CalSTRS, the big teachers pension fund in California, said it will vote against Kinder Morgan‘s $23 billion takeover of El Paso Corp, writes Reuters. The pension fund cites the deal’s lack of transparency and apparent conflicts of interest as its reason for not supporting the deal.
Reuters – CalSTRS, the big teachers pension fund in California, said it will vote against Kinder Morgan Inc’s roughly $23 billion takeover of El Paso Corp , criticizing the deal’s lack of transparency and apparent conflicts of interest.
The California State Teachers Retirement System said it would vote its approximately 2.8 million shares of El Paso stock against the merger. El Paso has about 773 million shares outstanding, according to Thomson Reuters data.
“We have concerns with the lack of transparency and the apparent conflicts of interest that have surrounded the share appraisal process and we believe that shareholders may not receive full value for their shares should this transaction, as currently structured, be consummated,” a CalSTRS spokesman said.
A shareholder group sued in January to stop the deal, arguing that El Paso adviser Goldman Sachs Group Inc and El Paso Chief Executive Douglas Foshee had vested interests in holding down the price for the company.
Goldman Sachs advised El Paso on the deal but also owns a sizable stake in acquirer Kinder Morgan through its private equity arm.
A Delaware judge called the negotiating process “disturbing” in a ruling last week, but refused to block the acquisition, saying shareholders should decide for themselves if they want to accept the deal.
El Paso delayed a planned vote on the deal after the ruling, moving the meeting at which shareholders will vote on the deal to Friday from Tuesday.

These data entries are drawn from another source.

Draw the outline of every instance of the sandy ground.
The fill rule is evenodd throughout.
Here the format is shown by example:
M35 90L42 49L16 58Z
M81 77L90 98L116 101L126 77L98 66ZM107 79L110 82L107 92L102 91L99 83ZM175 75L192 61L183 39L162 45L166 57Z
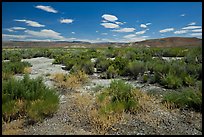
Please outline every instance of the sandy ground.
M54 73L69 73L62 69L62 65L52 64L53 59L44 57L24 59L32 64L31 78L43 76L44 82L49 87L54 87L54 82L50 75ZM49 75L48 75L49 74ZM22 78L22 75L16 76ZM107 87L111 79L98 79L97 75L90 82L78 89L80 93L89 93L97 85ZM166 91L165 89L151 84L141 84L137 81L128 81L135 87L141 88L142 91L157 90ZM79 121L72 117L77 114L78 110L75 107L74 97L76 93L67 91L66 94L60 95L60 108L58 112L51 118L46 118L42 123L37 123L32 126L24 127L22 134L26 135L82 135L96 134L90 131L89 123ZM157 103L159 104L159 103ZM136 135L195 135L202 134L202 114L196 112L185 111L169 111L162 109L160 105L151 106L154 109L146 114L127 115L129 119L125 124L119 123L115 125L117 131L110 131L108 134L136 134ZM159 123L154 124L149 117L156 119ZM190 120L189 120L190 119Z

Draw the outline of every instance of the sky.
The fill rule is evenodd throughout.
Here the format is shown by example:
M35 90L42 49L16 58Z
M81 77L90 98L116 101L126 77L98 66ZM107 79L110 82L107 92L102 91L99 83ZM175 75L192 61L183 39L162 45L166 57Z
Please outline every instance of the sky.
M2 2L3 41L202 38L202 2Z

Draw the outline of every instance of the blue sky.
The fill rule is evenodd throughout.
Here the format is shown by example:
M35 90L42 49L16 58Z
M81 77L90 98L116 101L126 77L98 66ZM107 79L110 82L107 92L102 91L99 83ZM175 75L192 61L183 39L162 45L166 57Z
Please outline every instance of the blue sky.
M2 39L202 38L202 2L2 2Z

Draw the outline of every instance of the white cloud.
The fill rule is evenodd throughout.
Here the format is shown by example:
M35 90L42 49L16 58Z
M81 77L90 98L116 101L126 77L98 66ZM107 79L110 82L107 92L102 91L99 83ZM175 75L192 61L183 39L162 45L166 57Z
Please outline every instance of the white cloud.
M143 37L133 37L131 39L128 39L127 42L137 42L137 41L143 41L143 40L146 40L146 39Z
M24 39L29 36L27 35L8 35L8 34L2 34L3 39L8 39L8 38L14 38L14 39Z
M105 28L119 28L119 25L114 24L114 23L101 23L102 26L104 26Z
M148 26L148 25L151 25L151 24L152 24L152 23L146 23L145 25L147 25L147 26Z
M149 38L149 36L141 36L142 38Z
M108 35L108 33L101 33L101 35Z
M74 21L73 19L61 19L60 23L67 23L67 24L69 24L69 23L72 23L73 21Z
M196 24L196 22L191 22L188 25L195 25L195 24Z
M118 25L123 25L123 23L119 22L119 21L116 21L115 23L118 24Z
M141 28L147 28L147 26L145 24L141 24L140 27Z
M118 29L118 30L112 30L115 32L133 32L135 31L135 28L122 28L122 29Z
M190 34L191 36L198 36L198 37L202 37L202 33L192 33Z
M108 22L108 21L107 21L107 20L102 20L102 22L106 23L106 22Z
M194 29L192 32L202 32L202 29Z
M16 32L13 29L5 29L5 30L7 30L8 32Z
M52 12L52 13L57 13L58 11L53 9L52 7L50 6L42 6L42 5L38 5L38 6L35 6L36 8L38 9L41 9L41 10L44 10L44 11L47 11L47 12Z
M64 37L62 37L60 33L50 29L43 29L41 31L26 30L25 33L37 38L51 38L58 40L64 39Z
M135 34L129 34L129 35L125 35L123 38L129 39L135 36L136 36Z
M174 34L184 34L184 33L187 33L188 31L187 30L177 30L174 32Z
M201 26L188 26L188 27L184 27L182 29L200 29L202 28Z
M13 29L13 30L25 30L26 28L23 28L23 27L12 27L11 29Z
M110 14L104 14L102 16L102 18L104 18L105 20L108 20L108 21L112 21L112 22L118 20L118 18L116 16L110 15Z
M144 34L146 31L147 31L147 30L138 31L138 32L136 32L135 34L141 35L141 34Z
M160 30L159 32L160 33L166 33L166 32L170 32L170 31L174 31L174 28L166 28L166 29Z
M31 21L31 20L17 20L17 19L15 19L14 21L25 22L28 26L32 26L32 27L45 27L45 25L41 25L38 22Z
M181 14L180 16L184 17L184 16L186 16L186 14Z

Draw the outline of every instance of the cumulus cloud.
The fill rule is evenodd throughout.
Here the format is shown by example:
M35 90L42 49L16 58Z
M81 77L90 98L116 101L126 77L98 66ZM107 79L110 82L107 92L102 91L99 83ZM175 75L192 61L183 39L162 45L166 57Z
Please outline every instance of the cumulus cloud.
M125 35L123 38L129 39L135 36L136 36L135 34L129 34L129 35Z
M140 27L141 28L147 28L147 26L145 24L141 24Z
M137 42L137 41L143 41L143 40L146 40L146 39L143 37L133 37L128 39L127 42Z
M186 16L186 14L181 14L180 16L181 16L181 17L184 17L184 16Z
M12 27L11 29L13 29L13 30L25 30L26 28L23 28L23 27Z
M133 32L135 31L135 28L122 28L122 29L118 29L118 30L112 30L115 32Z
M119 25L114 24L114 23L101 23L102 26L104 26L105 28L119 28Z
M166 32L170 32L170 31L174 31L174 28L166 28L166 29L160 30L159 32L160 33L166 33Z
M69 24L69 23L72 23L73 21L74 21L73 19L61 19L60 23L67 23L67 24Z
M188 31L187 30L177 30L174 32L174 34L184 34L184 33L187 33Z
M184 27L182 29L200 29L202 28L201 26L188 26L188 27Z
M147 29L147 30L148 30L148 29ZM135 34L137 34L137 35L142 35L142 34L145 34L147 30L138 31L138 32L136 32Z
M115 23L118 24L118 25L123 25L123 23L119 22L119 21L116 21Z
M50 29L43 29L41 31L26 30L25 33L37 38L51 38L51 39L58 39L58 40L64 39L64 37L62 37L60 33Z
M116 20L118 20L116 16L110 15L110 14L104 14L102 18L104 18L105 20L111 21L111 22L115 22Z
M202 29L194 29L192 32L202 32Z
M188 25L195 25L195 24L196 24L196 22L191 22Z
M45 25L41 25L38 22L31 21L31 20L18 20L18 19L15 19L14 21L25 22L28 26L32 26L32 27L45 27Z
M27 35L8 35L8 34L2 34L3 39L24 39L29 36Z
M8 32L16 32L13 29L5 29L5 30L7 30Z
M101 35L108 35L108 33L101 33Z
M146 23L145 25L147 25L147 26L148 26L148 25L151 25L151 24L152 24L152 23Z
M202 37L202 33L191 33L191 36Z
M106 23L106 22L108 22L108 21L107 21L107 20L102 20L102 22Z
M58 12L57 10L53 9L51 6L38 5L38 6L35 6L35 7L38 8L38 9L47 11L47 12L52 12L52 13L57 13Z

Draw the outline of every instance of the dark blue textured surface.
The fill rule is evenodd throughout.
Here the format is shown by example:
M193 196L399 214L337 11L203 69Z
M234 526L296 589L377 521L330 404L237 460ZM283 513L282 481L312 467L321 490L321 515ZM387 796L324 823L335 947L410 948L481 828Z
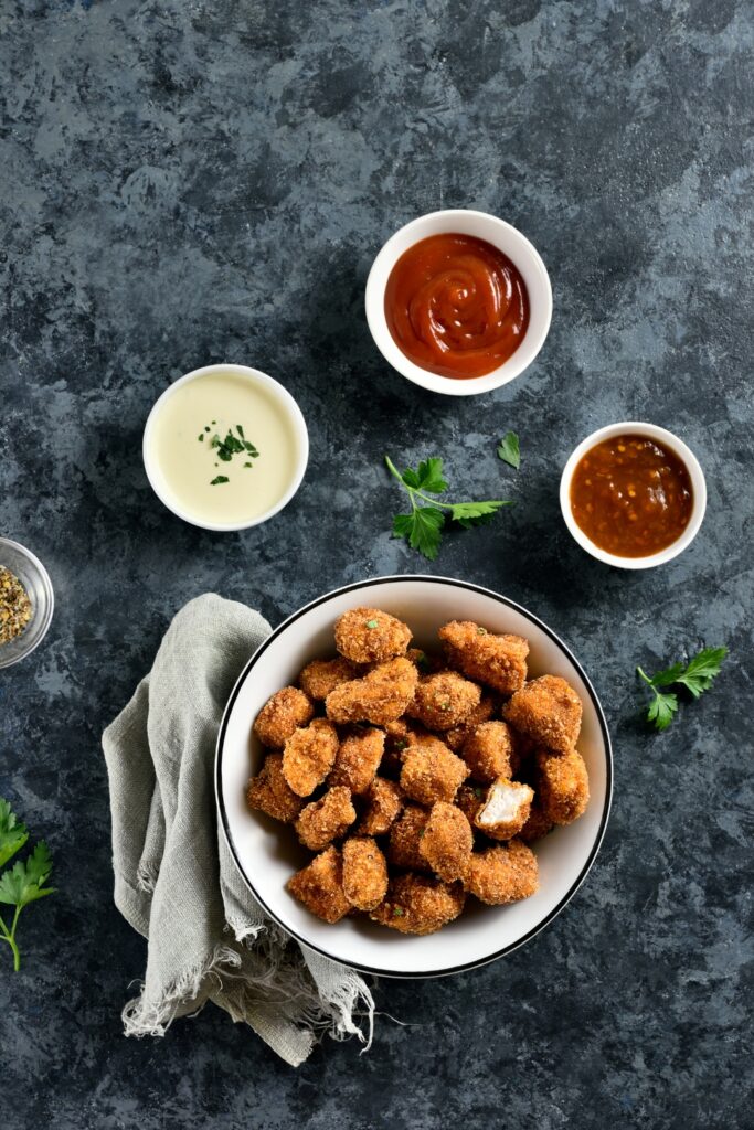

While shareholders can still change their votes before the meeting, the company said on Monday that about 70 percent of its outstanding shares had already been voted as of March 2. More than 98.5 percent of those shares were voted in favor of the deal, El Paso said.
The company needs a majority of the votes cast in order to receive shareholder approval of the sale.
The deal was worth around $21 billion at the time it was announced in October, but the value of the proposed tie-up has risen, along with Kinder Morgan’s stock price, since then.
El Paso shares closed up 1.2 percent at $28.42 and Kinder Morgan closed up 2.7 percent at $36.30, both on the New York Stock Exchange on Wednesday.